Bernanke in recent months has set a high bar for justifying QE3, despite people like me who thought he should have turned on that spigot months ago.
So far, that looks to be the right move -- even if investors still desperately want any additional juice for their stocks that the government might provide.
Bernanke made it clear in his Jackson Hole speech that any additional stimulus would hinge on the employment reports. While he remains deeply worried about the unemployment rate, further stimulus may not be justified unless the jobs numbers really begin to start tailing off. He's very aware that more stimulus is expensive, and there are no guarantees that it will be as effective as it had been in the past.
As of last week, the employment numbers were holding steady, even though an uncomfortably low number of jobs are being created. Ben and the FOMC stood ready to act should the data worsen.
The just-released August data, however, showed welcomed hiring momentum.

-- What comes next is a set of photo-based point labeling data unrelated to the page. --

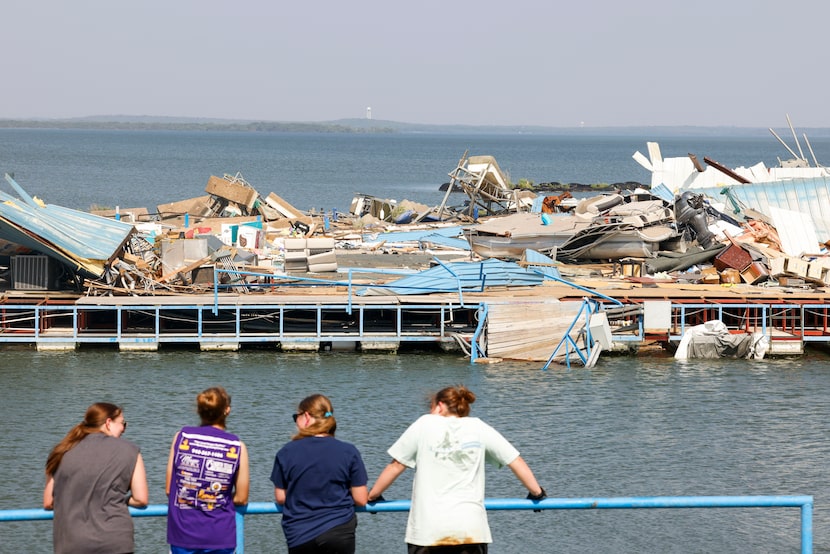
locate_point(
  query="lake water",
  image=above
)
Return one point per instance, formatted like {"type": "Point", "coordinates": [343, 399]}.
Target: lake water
{"type": "Point", "coordinates": [648, 426]}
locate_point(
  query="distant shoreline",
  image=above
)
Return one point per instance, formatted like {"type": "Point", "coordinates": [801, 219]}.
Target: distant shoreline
{"type": "Point", "coordinates": [368, 126]}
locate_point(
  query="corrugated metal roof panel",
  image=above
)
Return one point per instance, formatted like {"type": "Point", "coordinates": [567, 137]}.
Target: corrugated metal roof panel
{"type": "Point", "coordinates": [81, 240]}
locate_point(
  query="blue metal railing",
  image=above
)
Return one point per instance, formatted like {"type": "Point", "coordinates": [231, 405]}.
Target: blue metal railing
{"type": "Point", "coordinates": [805, 503]}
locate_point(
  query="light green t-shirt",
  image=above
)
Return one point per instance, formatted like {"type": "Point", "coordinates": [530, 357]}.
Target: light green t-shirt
{"type": "Point", "coordinates": [448, 454]}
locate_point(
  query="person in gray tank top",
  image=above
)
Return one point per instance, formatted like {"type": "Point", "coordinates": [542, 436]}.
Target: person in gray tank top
{"type": "Point", "coordinates": [92, 476]}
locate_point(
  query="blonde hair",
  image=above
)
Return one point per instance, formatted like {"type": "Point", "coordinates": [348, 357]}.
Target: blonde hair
{"type": "Point", "coordinates": [319, 407]}
{"type": "Point", "coordinates": [212, 405]}
{"type": "Point", "coordinates": [457, 399]}
{"type": "Point", "coordinates": [96, 415]}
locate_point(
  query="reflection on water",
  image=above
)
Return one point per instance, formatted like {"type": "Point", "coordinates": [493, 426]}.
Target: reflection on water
{"type": "Point", "coordinates": [629, 427]}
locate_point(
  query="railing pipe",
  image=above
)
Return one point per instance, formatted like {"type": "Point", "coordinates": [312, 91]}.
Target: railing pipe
{"type": "Point", "coordinates": [805, 503]}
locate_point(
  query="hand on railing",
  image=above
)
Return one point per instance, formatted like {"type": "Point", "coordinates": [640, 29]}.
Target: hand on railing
{"type": "Point", "coordinates": [537, 497]}
{"type": "Point", "coordinates": [378, 499]}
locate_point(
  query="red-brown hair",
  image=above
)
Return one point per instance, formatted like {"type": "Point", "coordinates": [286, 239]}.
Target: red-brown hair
{"type": "Point", "coordinates": [96, 415]}
{"type": "Point", "coordinates": [457, 399]}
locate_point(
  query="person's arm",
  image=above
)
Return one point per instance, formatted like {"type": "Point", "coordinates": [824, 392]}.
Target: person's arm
{"type": "Point", "coordinates": [140, 494]}
{"type": "Point", "coordinates": [170, 459]}
{"type": "Point", "coordinates": [48, 497]}
{"type": "Point", "coordinates": [243, 479]}
{"type": "Point", "coordinates": [522, 471]}
{"type": "Point", "coordinates": [360, 495]}
{"type": "Point", "coordinates": [386, 478]}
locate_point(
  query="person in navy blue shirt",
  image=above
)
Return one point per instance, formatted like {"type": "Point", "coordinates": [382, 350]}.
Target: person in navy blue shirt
{"type": "Point", "coordinates": [318, 480]}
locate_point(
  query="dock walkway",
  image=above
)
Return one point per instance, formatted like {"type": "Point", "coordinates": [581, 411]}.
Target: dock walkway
{"type": "Point", "coordinates": [522, 323]}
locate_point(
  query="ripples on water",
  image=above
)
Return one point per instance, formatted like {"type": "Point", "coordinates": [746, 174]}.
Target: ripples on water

Companies added staff at the fastest pace in five months. Service sector employment improved, even though manufacturing jobs declined. Also, new claims for jobless benefits fell last week to the lowest level in a month. None of that news may be enough to move the stubbornly high unemployment rate right away. There's no "all clear" sign that we won't see another recession.
But the U.S. economy hanging in there despite tough global conditions. The stock market, meanwhile, is still moving higher -- even without more QE.
At this point, it looks like a September QE3 announcement is unlikely. Criticizing the Fed chief's every move will always be a favorite pastime of investors. But by standing ready to act on QE3 but not yet pulling the trigger, Bernanke appears to have made the right call -- even if it's the unpopular call.